Les droits des travailleurs sont défendus par le syndicat, créé en 1993, qui regroupe la quasi totalité des ouvriers qui travaillent dans les vignes, procèdent à la vinification du raisin et à l’embouteillage du vin. Les règlements de travail sont en accord avec la législation chilienne et leur application est surveillée attentivement par le syndicat. Tous les deux ans, une négociation collective réunit direction et syndicat afin de fixer ensemble la meilleure manière d’améliorer les conditions de travail et les salaires tout en maintenant la compétitivité de la coopérative. Il faut souligner qu’une partie non négligeable de producteurs sont des femmes, souvent suite au décès du mari ou d’un membre de la famille. Aucune discrimination n’est faite au niveau des mandats et d’ailleurs la vice-présidence est échue à une femme.

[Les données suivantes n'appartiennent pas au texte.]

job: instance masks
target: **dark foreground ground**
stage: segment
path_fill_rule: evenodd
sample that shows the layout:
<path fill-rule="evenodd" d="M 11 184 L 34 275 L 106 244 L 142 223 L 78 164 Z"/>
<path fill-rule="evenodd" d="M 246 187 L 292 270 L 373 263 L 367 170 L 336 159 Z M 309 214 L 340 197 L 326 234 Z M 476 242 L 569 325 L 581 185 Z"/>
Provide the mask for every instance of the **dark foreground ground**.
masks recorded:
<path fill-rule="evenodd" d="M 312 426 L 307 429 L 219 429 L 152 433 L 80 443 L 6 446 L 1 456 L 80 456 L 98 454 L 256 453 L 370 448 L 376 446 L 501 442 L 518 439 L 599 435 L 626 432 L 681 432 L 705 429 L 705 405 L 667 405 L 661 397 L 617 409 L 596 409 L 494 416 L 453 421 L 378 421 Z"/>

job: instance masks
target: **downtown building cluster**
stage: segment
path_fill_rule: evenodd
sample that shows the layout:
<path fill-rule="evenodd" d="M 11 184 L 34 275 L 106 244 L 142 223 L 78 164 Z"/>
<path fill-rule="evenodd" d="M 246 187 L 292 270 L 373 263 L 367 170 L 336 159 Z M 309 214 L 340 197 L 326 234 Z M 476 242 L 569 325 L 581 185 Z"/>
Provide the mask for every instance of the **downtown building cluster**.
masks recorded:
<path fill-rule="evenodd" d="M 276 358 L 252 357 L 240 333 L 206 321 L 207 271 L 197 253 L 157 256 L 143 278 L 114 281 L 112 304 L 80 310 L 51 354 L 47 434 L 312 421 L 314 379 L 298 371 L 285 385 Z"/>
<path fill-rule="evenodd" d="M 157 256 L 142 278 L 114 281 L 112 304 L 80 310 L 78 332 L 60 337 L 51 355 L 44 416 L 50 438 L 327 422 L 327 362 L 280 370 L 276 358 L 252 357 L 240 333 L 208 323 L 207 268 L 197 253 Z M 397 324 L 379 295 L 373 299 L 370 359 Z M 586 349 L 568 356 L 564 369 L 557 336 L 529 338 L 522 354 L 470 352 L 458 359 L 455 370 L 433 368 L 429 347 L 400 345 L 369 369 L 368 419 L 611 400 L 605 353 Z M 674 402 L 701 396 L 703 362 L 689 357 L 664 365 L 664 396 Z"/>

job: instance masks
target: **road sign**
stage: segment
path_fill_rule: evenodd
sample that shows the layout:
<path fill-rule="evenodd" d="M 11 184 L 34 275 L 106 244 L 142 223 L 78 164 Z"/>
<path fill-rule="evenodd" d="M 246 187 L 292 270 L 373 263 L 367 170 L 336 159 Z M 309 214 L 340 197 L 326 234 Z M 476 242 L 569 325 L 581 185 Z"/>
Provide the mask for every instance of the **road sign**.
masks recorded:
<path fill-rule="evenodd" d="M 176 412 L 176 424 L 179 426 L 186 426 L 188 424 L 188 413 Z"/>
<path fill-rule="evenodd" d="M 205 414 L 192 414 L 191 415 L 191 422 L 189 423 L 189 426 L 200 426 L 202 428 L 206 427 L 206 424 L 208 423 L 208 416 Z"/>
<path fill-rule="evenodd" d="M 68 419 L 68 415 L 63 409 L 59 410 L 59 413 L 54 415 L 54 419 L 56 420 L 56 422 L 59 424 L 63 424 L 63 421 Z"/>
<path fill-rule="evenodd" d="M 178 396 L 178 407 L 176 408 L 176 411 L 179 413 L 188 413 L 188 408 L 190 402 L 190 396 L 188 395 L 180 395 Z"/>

Lomas de Cauquenes a mis en place un système démocratique de représentation des membres et une structure de contrôle qui assure la transparence de l’organisation. Il existe une Assemblée générale avec droit de vote pour ses membres, ainsi qu’un conseil d’administration élu démocratiquement. Celui-ci doit répondre devant l’Assemblée générale (minimum une fois par an). Les comptes annuels sont soumis à l’approbation de celle-ci après avoir été vérifiés par un Comité de Vigilance élu par les producteurs. A noter que chaque paysan dispose d’une voix quelle que soit la taille de son exploitation. Chaque année, la moitié du Conseil est remplacée suite à des élections, ce qui garantit un contrôle régulier de la gestion de la coopérative par les producteurs. Si ceux-ci ne sont pas satisfaits du travail des conseillers, ils peuvent déposer une motion de méfiance et même de censure envers une partie ou la totalité du conseil et cela à n’importe quel moment et selon les modalités définies par les statuts.

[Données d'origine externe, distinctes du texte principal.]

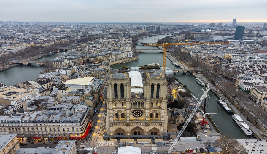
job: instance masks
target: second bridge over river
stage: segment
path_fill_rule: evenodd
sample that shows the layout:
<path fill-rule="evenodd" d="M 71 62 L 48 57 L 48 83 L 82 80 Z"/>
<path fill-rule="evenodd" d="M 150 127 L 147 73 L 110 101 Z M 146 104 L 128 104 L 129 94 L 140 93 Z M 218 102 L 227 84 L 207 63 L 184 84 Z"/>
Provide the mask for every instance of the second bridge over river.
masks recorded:
<path fill-rule="evenodd" d="M 44 64 L 44 63 L 39 61 L 35 61 L 34 60 L 17 60 L 11 62 L 12 64 L 22 64 L 24 65 L 27 65 L 31 64 L 36 64 L 40 66 L 42 66 Z"/>

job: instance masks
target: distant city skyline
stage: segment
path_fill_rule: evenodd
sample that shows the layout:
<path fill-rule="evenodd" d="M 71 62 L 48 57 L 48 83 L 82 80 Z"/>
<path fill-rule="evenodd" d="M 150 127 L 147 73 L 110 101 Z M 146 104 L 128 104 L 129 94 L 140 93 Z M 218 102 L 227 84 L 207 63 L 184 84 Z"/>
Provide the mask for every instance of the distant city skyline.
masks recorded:
<path fill-rule="evenodd" d="M 1 1 L 0 20 L 65 22 L 267 22 L 267 1 Z"/>

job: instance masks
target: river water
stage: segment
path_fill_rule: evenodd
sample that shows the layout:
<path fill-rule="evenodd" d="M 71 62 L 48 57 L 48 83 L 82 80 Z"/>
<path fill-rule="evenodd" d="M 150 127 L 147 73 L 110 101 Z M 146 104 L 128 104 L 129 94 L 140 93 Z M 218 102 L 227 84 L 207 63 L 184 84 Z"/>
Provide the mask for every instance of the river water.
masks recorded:
<path fill-rule="evenodd" d="M 139 40 L 140 42 L 153 43 L 156 42 L 158 38 L 160 39 L 167 36 L 159 35 Z M 123 65 L 128 68 L 146 65 L 157 63 L 162 65 L 163 62 L 163 53 L 160 50 L 153 50 L 155 46 L 144 46 L 141 44 L 138 44 L 136 48 L 151 49 L 151 50 L 142 50 L 139 53 L 139 60 L 123 64 L 116 64 L 111 66 L 114 68 L 121 68 Z M 52 60 L 55 57 L 61 54 L 56 53 L 50 56 L 37 60 L 42 61 L 46 59 Z M 166 60 L 166 66 L 171 69 L 177 69 L 172 65 L 172 62 L 168 59 Z M 17 81 L 24 82 L 26 80 L 35 80 L 37 78 L 40 72 L 44 69 L 43 67 L 39 65 L 32 64 L 28 65 L 20 65 L 11 68 L 10 69 L 0 72 L 0 82 L 7 85 L 16 84 Z M 185 74 L 179 73 L 174 76 L 178 78 L 184 85 L 187 86 L 189 89 L 196 97 L 200 98 L 202 93 L 199 94 L 203 86 L 195 81 L 195 78 L 191 74 L 187 73 Z M 224 135 L 229 135 L 233 138 L 249 138 L 251 137 L 247 136 L 232 118 L 231 115 L 227 114 L 217 103 L 218 98 L 211 91 L 209 92 L 210 98 L 207 99 L 207 105 L 206 110 L 208 113 L 216 113 L 217 114 L 212 118 L 219 129 Z"/>
<path fill-rule="evenodd" d="M 164 36 L 163 36 L 164 37 Z M 157 36 L 147 38 L 139 40 L 140 42 L 153 43 L 157 40 L 154 40 Z M 136 44 L 136 48 L 152 49 L 154 46 L 143 46 L 142 44 Z M 154 63 L 158 63 L 162 66 L 163 62 L 163 53 L 159 50 L 142 50 L 139 53 L 138 60 L 124 64 L 112 65 L 111 67 L 114 68 L 121 68 L 123 66 L 128 68 L 143 66 Z M 171 69 L 177 69 L 178 68 L 172 65 L 172 62 L 168 58 L 166 60 L 166 66 Z M 198 98 L 201 97 L 203 92 L 200 93 L 203 86 L 200 85 L 195 80 L 196 78 L 189 73 L 185 74 L 182 72 L 177 73 L 174 76 L 184 85 L 187 86 L 188 89 Z M 211 91 L 209 92 L 210 98 L 207 99 L 206 110 L 208 113 L 216 113 L 217 114 L 212 116 L 212 118 L 223 134 L 228 135 L 231 138 L 241 139 L 249 138 L 251 137 L 247 136 L 242 131 L 237 124 L 232 118 L 232 115 L 228 114 L 217 102 L 218 98 Z M 204 101 L 202 102 L 204 105 Z"/>
<path fill-rule="evenodd" d="M 42 61 L 48 59 L 51 61 L 56 57 L 61 54 L 62 52 L 47 56 L 35 60 Z M 43 66 L 32 64 L 25 65 L 21 65 L 12 67 L 10 69 L 0 72 L 0 82 L 7 86 L 17 85 L 17 82 L 24 82 L 26 80 L 36 79 L 40 72 L 44 69 Z"/>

La coopérative établit à la fin de chaque année un budget opérationnel, qui est soumis à l’approbation de l’Assemblée générale. Une des tâches du département financier est d’établir une planification à plus long terme, en collaboration avec le département commercial, afin de pouvoir anticiper les fluctuations des ventes et de suivre une stratégie cohérente à long terme. Les paysans maintiennent ainsi un contrôle sur la gestion de la coopérative, même s’ils ne s’y impliquent pas tous au même degré.

L’organisation respecte la législation nationale et internationale en ce qui concerne l’utilisation de pesticides, la protection des cours d’eau, les forêts et écosystèmes importants, le combat contre l’érosion et la gestion des déchets. Les vins biologiques ont été certifiés et l’organisation privilégie les méthodes de culture intégrées (ICM).